The Nasdaq (QQQ) ended the week up +1.21%, as mega-caps, especially AI related, continued their upward trajectory. The markets have been higher for five consecutive months, a very long streak by historical standards.

Overwhelmingly positive sentiment managed to overshadow fears related to valuations, and we’ll explore both the bull and the bear case in today’s newsletter. Since valuations are not a useful market timing tool, we can count on… something else to disrupt the rally, if it comes to that.

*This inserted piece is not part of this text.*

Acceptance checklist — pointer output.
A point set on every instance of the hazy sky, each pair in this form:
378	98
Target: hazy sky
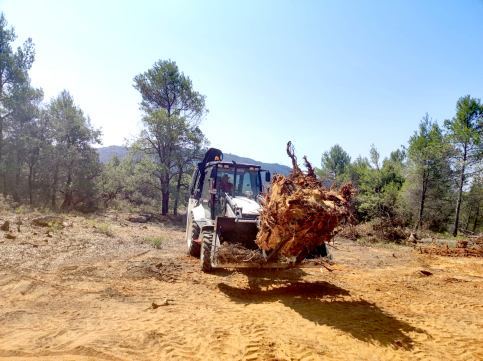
313	72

Goldman’s top traders expect October to be more difficult. Their desk commentary indicates that although overall flows continue to be positive, there is significant concentration in technology and momentum stocks, which makes the market susceptible to even minor shocks. Their Sectors outlook reflects a cautious stance on Consumer Discretionary (XLY) and Industrials (XLI), as these sectors appear exposed to slowing economic growth. Conversely, Energy (XLE) and healthcare (XLV) are expected to perform relatively better.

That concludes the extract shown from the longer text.